C’est M’Barka qui m’a ouvert les yeux pour Aziz. J’ai été un peu flattée, il était beau, il avait voyagé, on chuchotait qu’il avait déjà eu une petite amie à Marrakech. Souvent quand nous étions ensemble, avec Youssef, M’Barka, Soukaïna et quelques autres, il m’ennuyait un peu, il parlait beaucoup plus qu’il n’écoutait, essayant d’intimider Youssef. Et puis je voyais bien qu’il ne s’occupait pas vraiment de sa sœur, comme gêné par elle. Maintenant que je savais pourquoi il était avec nous, je me demandais parfois, si je devenais sa femme, est-ce qu’il me laisserait ensuite de côté, comme Mina, pour sortir avec des amis ?
Et puis Aziz et Mina sont partis, leur père les a envoyés à Zagora finir leurs études, dans un lycée de meilleur niveau que notre école au village. Je regrettais un peu Mina, douce et très intelligente, et pas du tout Aziz. De temps en temps, pour le fêtes, ils revenaient au douar, à l’Aïd El Kebir ou Achoura, et pour le moussem de notre saint, des mariages, une circoncision. Aziz ne me regardait plus, il s’était entiché d’une fille à Zagora. Mina et moi nous nous retrouvions avec plaisir, elle me racontait sa vie à la ville, se moquait de son frère, et je rêvais de repartir avec elle.
La vie changeait aussi au douar. En plus de notre télévision, nous avions une parabole, longuement, soigneusement, délicatement réglée. On nous mettait d’autorité devant les émissions en français, pour nous aider à le parler. Mais ce que je voyais sur l’unique chaîne française m’était aussi étranger que la planète Mars ! Je préférais de beaucoup les émissions marocaines, un feuilleton qui se passait dans un hôpital, que j’avais le droit de regarder malgré les relations amoureuses compliquées des héros, car cela m’aiderait pour plus tard… Comme Mâalou était gentille, aimante, toujours à la recherche des petits plus qui pourraient m’aider, des gâteaux pour me bien nourrir, et surtout son sourire encourageant, souvent, presque tout le temps sur moi.

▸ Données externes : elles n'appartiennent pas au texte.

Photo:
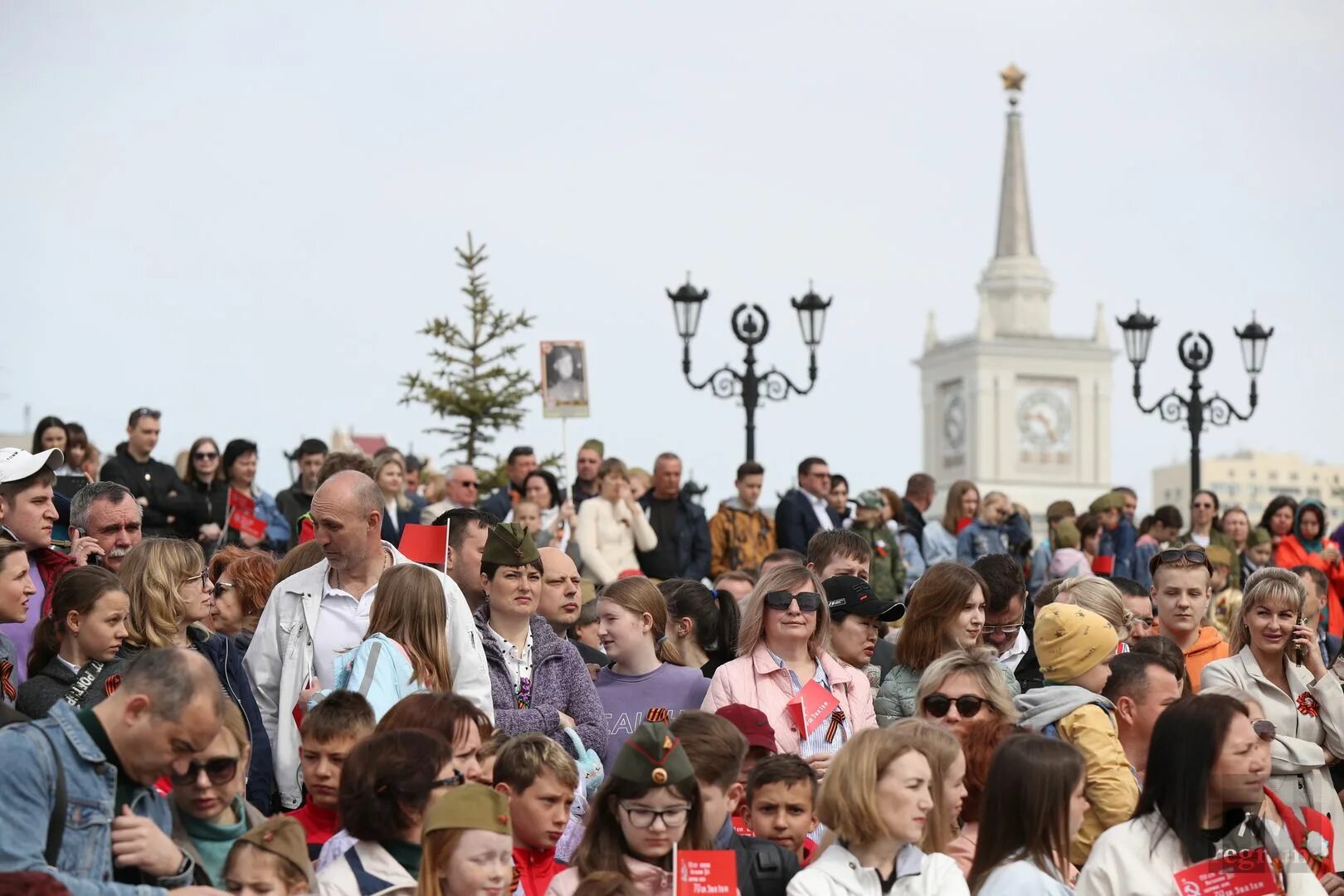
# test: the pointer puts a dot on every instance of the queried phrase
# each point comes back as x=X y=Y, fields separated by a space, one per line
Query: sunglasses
x=938 y=705
x=808 y=601
x=219 y=772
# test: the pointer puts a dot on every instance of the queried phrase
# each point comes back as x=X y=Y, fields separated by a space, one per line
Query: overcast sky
x=242 y=214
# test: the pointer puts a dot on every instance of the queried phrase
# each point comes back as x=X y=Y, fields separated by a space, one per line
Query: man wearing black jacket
x=155 y=485
x=1007 y=629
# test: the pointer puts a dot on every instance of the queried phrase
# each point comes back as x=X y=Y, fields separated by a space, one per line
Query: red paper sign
x=1244 y=874
x=242 y=501
x=811 y=707
x=247 y=524
x=706 y=872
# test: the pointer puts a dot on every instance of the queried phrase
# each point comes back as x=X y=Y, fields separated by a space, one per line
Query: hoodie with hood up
x=1086 y=720
x=739 y=538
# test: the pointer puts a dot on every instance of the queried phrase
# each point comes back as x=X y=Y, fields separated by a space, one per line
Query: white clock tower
x=1014 y=407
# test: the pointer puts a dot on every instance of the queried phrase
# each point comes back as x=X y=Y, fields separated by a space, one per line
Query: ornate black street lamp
x=1196 y=353
x=750 y=325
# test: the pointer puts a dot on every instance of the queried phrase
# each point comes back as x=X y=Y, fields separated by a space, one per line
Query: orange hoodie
x=1205 y=649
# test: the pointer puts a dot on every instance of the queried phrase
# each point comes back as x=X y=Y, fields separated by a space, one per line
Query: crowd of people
x=207 y=688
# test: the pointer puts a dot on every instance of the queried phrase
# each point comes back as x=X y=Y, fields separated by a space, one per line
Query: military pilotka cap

Youssef et un de ses amis s’étaient lancés dans la copie de cassettes, se faisant un petit pécule en inondant le village de copies piratées.
Mes deux tantes dont les maris étaient en Europe étaient parties les rejoindre, avec leurs enfants, l’une en Hollande, et l’autre en France, où elle avait retrouvé la mère d’Aziz. Nous avions construit aussi, bétonné, et abandonné peu à peu les anciennes maisons de pisé, au fur et à mesure que le ciment gagnait du terrain.



Commentaires»
Je deviens accro au feuilleton !!! Vite un autre épisode.
Un par jour :)
Merci :)
Bon, d’accord ! J’espère qu’ils ne vont pas la forcer à épouser Aziz et qu’elle va pouvoir continuer ses études :-)
PS : un de mes meilleurs amis, à Rabat, est d’origine berbère. Son père, qui vivait au fin fond du bled, a été repéré pour son intelligence par des instits français et a fait HEC. C’était un garçon, il est vrai, pas une fille !
Pour Habiba “la suite au prochain numéro”
Pour les études, je suis toujours admirative de mon beau-père. Paysan pauvre et illettré, il partait parfois se louer chez les colons français en Algérie.
Ses sept fils ont un métier, l’aîné a repris le garage, le second est proviseur de lycée, le troisième professeur, le quatrième officier dans la gendarmerie, le cinquième technicien spécialisé clim en France, le sixième c’est mon mari, et le petit dernier gère son taxi. Tous sont allés à l’école (l’aîné un peu moins que les autres, il n’aimait pas ça), tous savent aussi parler français (plus ou moins, mais ce n’est pas la question), et à la troisième génération, les enfants font des études supérieures.
J’ai deux nièces qui sont fiancées mais ne se marieront pas avant d’avoir fini leurs études.